Rarely these days does Israel make headlines for something other than conflict. But a recent (Fall 2002) announcement about an ancient artifact there attracted wide attention.
Biblical Archaeology Review revealed that a stone ossuary (bone receptacle) has an inscription reading “James, son of Joseph, brother of Jesus.” If authentic, this would be the earliest archaeological find that corroborates biblical references to Jesus.
Andre Lemaire, a French expert on ancient writings from the Sorbonne, suspected the ossuary’s significance when he saw it in the owner’s private collection.
Time magazine claims that if the ossuary is authentic and the inscription refers to the biblical James, “this would be the most important discovery in the history of New Testament archaeology.”
The New Testament in several places refers to James, Jesus’ brother. In Matthew 13:53-55, citizens of Jesus’ hometown Nazareth mention “His brother…James….” Paul, an early expositor of the faith, refers to “James, the Lord’s brother” (Galatians 1:19), a leader of Jerusalem’s Christians.
Is the ossuary a first-century antiquity or a later forgery? The Geological Survey of Israel subjected it to rigorous tests. It is made of Jerusalem-area limestone quarried from the first or second century A.D. Its patina (sheen) bears evidence of centuries in a cave and shows no evidence of modern chemicals or disruption. Survey scientists conclude it’s not a later forgery.
Paleography, the science of ancient writings, supports the early date.
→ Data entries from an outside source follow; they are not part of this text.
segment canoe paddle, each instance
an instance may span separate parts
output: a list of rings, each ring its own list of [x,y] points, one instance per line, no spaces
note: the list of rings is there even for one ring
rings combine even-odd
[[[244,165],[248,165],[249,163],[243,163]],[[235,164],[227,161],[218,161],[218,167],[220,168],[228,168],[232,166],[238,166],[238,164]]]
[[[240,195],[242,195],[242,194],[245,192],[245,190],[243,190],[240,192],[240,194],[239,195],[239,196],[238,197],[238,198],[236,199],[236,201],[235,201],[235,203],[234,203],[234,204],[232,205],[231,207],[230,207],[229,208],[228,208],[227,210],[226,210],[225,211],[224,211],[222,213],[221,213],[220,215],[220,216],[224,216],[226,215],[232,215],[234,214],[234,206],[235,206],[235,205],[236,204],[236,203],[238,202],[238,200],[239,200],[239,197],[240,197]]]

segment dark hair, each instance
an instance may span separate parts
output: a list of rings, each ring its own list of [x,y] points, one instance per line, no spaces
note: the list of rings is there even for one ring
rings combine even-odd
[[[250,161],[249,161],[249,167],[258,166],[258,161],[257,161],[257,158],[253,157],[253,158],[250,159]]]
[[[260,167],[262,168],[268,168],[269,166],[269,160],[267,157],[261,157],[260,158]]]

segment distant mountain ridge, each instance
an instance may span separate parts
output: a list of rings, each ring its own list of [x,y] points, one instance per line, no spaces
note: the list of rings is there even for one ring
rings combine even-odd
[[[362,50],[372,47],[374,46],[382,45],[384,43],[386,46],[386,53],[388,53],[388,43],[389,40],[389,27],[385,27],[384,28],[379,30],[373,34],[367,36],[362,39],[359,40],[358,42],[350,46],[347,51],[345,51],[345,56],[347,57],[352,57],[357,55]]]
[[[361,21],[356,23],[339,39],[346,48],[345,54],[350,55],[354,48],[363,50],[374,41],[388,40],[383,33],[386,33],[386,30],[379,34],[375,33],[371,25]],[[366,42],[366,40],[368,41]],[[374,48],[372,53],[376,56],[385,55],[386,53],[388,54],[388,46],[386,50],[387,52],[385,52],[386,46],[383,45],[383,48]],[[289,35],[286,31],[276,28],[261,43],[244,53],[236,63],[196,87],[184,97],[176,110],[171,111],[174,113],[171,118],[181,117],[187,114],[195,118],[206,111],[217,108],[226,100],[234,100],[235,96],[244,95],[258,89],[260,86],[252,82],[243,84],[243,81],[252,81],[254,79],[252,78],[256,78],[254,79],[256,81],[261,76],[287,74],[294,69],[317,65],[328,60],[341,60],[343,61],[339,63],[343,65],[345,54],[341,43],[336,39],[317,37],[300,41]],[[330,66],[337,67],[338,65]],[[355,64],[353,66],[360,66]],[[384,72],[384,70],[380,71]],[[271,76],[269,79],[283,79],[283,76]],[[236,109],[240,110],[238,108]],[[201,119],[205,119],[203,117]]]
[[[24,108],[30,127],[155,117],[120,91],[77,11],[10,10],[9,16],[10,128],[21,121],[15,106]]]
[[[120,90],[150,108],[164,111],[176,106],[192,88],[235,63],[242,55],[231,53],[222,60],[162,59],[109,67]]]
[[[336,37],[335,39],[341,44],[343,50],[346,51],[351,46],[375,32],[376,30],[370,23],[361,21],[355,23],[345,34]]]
Johns Hopkins paleographer P. Kyle McCarter says the “script is consistent with a date in the middle of the first century A.D.” Josephus, a first century Jewish historian, put James’ death in 62 A.D.
Does the inscription refer to the biblical James, Joseph and Jesus? Lemaire’s statistical analysis argues that in mid-first-century Jerusalem “there were probably about 20 people who could be called ‘James son of Joseph brother of Jesus.'”
Only one other known ancient Jewish ossuary inscription mentions a brother. Was this Jesus, James’ brother, mentioned because he was well known? Lemaire sees a 90 percent chance that the ossuary’s James is the biblical brother of Jesus.
The case has critics. We know nothing of the ossuary’s original location; evidence might have been compromised. At least one scholar disagrees with Lemaire’s paleographic dating of the box. Some question his statistical basis for eliminating other possible Jameses in Jerusalem and feel that Lemaire overstates his case. But at least one feels he understates it.
Christianity, Judaism and Islam claim historical foundations. Historical and archaeological confirmation — or contradiction — of their writings affects their credibility.
Christian faith does not stand or fall on the authenticity of this ossuary. But if genuine, the ossuary supports the conclusion of the late, renowned Jewish archaeologist Nelson Glueck, who asserted “the almost incredibly accurate historical memory of the Bible, and particularly so when it is fortified by archaeological fact.”
Duke University Judaic Studies professor Eric Meyers, while advising caution on the James ossuary, feels “there is a strong possibility that the artifact is what Lemaire says it is: the oldest extra-biblical archaeological evidence of Jesus.”